Il sequestro di fondi pubblici all'ente

Descrizione

Cass.Pen., sez. II, 7 luglio 2022, n. 26238

Con la sentenza del 7 luglio 2022, n. 26238, la Corte di Cassazione ha delineato i confini del sequestro preventivo, quale misura anticipatoria rispetto alla confisca nell’ambito dei procedimenti per accertare la responsabilità amministrativa dell’ente ex d.lgs. n. 231/2001.
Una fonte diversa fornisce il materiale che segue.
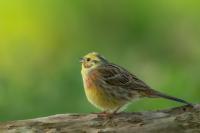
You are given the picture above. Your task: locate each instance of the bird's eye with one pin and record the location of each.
(88, 59)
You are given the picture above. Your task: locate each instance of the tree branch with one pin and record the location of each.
(184, 119)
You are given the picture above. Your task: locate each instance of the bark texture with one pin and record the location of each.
(184, 119)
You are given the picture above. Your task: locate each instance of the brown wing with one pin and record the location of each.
(121, 81)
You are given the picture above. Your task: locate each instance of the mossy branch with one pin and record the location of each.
(184, 119)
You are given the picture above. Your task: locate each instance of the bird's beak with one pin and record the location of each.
(81, 60)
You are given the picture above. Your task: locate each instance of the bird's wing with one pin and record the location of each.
(116, 76)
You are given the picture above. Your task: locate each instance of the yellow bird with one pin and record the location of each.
(109, 87)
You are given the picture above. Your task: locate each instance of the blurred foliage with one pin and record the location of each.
(41, 42)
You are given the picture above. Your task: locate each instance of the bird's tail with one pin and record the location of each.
(161, 95)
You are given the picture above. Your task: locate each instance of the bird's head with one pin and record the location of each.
(92, 60)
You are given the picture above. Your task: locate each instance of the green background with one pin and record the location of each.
(41, 42)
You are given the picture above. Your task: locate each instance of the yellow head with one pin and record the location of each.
(92, 60)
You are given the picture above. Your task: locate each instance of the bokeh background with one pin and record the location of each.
(41, 42)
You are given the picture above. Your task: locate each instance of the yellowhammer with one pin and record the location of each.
(109, 87)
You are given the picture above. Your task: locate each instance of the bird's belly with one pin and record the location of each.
(101, 100)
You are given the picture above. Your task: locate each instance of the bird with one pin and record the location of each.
(110, 87)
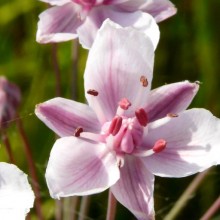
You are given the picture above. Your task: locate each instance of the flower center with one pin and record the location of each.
(124, 134)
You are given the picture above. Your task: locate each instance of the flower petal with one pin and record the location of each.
(59, 23)
(78, 167)
(16, 194)
(63, 116)
(56, 2)
(192, 143)
(134, 189)
(171, 98)
(114, 67)
(159, 9)
(138, 20)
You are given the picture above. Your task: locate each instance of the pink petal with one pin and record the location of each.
(159, 9)
(78, 167)
(56, 2)
(59, 23)
(16, 194)
(192, 143)
(171, 98)
(139, 20)
(134, 189)
(63, 116)
(114, 67)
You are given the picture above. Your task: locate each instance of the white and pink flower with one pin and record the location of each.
(16, 195)
(69, 19)
(127, 133)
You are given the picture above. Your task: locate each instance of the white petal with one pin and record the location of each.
(63, 116)
(78, 167)
(134, 189)
(16, 195)
(192, 143)
(114, 67)
(140, 21)
(170, 98)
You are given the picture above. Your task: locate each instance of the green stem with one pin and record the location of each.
(212, 210)
(179, 205)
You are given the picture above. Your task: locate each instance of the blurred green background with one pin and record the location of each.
(189, 49)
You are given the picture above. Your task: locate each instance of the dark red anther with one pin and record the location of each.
(159, 145)
(124, 104)
(115, 125)
(78, 131)
(92, 92)
(141, 116)
(144, 81)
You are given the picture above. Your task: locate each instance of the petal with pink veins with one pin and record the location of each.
(172, 98)
(192, 143)
(138, 20)
(134, 189)
(79, 167)
(159, 9)
(115, 65)
(59, 23)
(64, 116)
Nel caso di specie, secondo quanto emergeva dall’impugnata ordinanza, le indagini alla base del procedimento in oggetto riguardavano l’esecuzione di lavori di bonifica e messa in sicurezza permanente di un ex discarica comunale, finanziati con fondi e contributi della regione Campania. Gli accertamenti tecnici svolti dal P.m. evidenziavano, secondo i giudici cautelari, numerose difformità tra il progetto e i lavori eseguiti, per le quali il Gip competente procedeva ad emanare decreto di sequestro preventivo, finalizzato alla confisca diretta ai sensi degli articoli 240 c.p., 19, comma 1, e 53 d.lgs. n. 231/2001 in relazione al delitto di truffa ex art. 640 bis c.p.
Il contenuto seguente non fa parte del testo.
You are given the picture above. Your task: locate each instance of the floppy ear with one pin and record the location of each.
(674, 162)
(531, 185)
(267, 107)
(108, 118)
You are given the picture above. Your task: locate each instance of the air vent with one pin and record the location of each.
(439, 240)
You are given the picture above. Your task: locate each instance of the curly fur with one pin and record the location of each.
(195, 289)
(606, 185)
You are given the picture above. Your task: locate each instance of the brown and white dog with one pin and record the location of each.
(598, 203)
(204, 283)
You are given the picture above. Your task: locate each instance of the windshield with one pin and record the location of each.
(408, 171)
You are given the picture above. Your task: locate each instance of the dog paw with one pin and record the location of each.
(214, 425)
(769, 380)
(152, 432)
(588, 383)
In primo luogo il Collegio rileva che “per il sequestro preventivo dei beni di cui è obbligatoria la confisca (eventualmente anche per equivalente), e quindi, secondo il disposto di cui all’articolo 19 del d.lgs. n. 231/2001 dei beni che costituiscono prezzo e profitto del reato, non occorre la prova della sussistenza degli indizi di colpevolezza, né la loro gravità, né il “periculum” richiesto per il sequestro preventivo di cui all’art. 231 cod. proc. pen., essendo sufficiente accertare la confiscabilità dei beni una volta che sia astrattamente possibile sussumere il fatto in una determinata ipotesi di reato”
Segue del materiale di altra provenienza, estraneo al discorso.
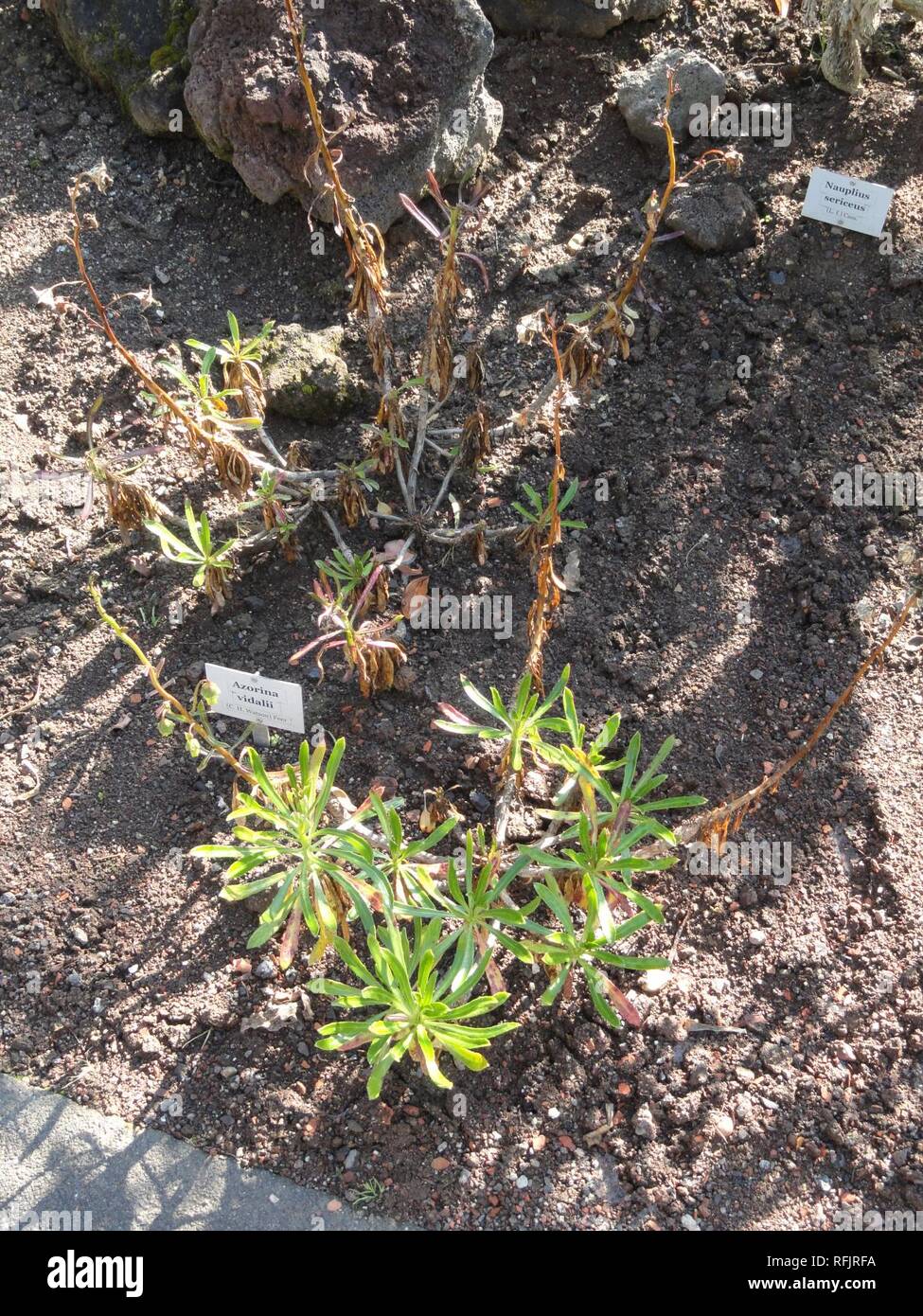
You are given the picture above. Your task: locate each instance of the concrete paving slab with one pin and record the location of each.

Infatti, se è vero che la confisca prevista dal d.lgs. n. 231 costituisce una delle sanzioni a carico degli enti; il legislatore nel disciplinare le misure cautelari a carico degli stessi ha richiesto la verifica dei gravi indizi di responsabilità solo per le misure interdittive cautelari e non per il sequestro preventivo finalizzato alla confisca.
Per quanto concerne, invece, il quantum del sequestro, finalizzato alla confisca-sanzione, prevista dagli articoli 19-53 d.lgs. 231/2001, è stata analizzata l’ipotesi in cui tale misura, dovendo avere ad oggetto il profitto del reato, vada a collocarsi all’interno di un’attività imprenditoriale lecita, come quella del caso di specie, esprimendosi in un rapporto di natura sinallagmatica. In tal senso il la Suprema Corte ha affermato che “non può ritenersi profitto del reato, e come tale non è legittimamente confiscabile, “il corrispettivo di una prestazione lecita…. regolarmente eseguita dall’obbligato”, benché nell’ambito di un rapporto contrattuale inquinato, nella fase di formazione o in quella di esecuzione, dalla commissione di un reato”. In tali casi il profitto si identifica con il vantaggio economico derivante dal reato “al netto dell’effettiva utilità eventualmente conseguita dal danneggiato, nell’ambito del rapporto sinallagmatico con l’ente”.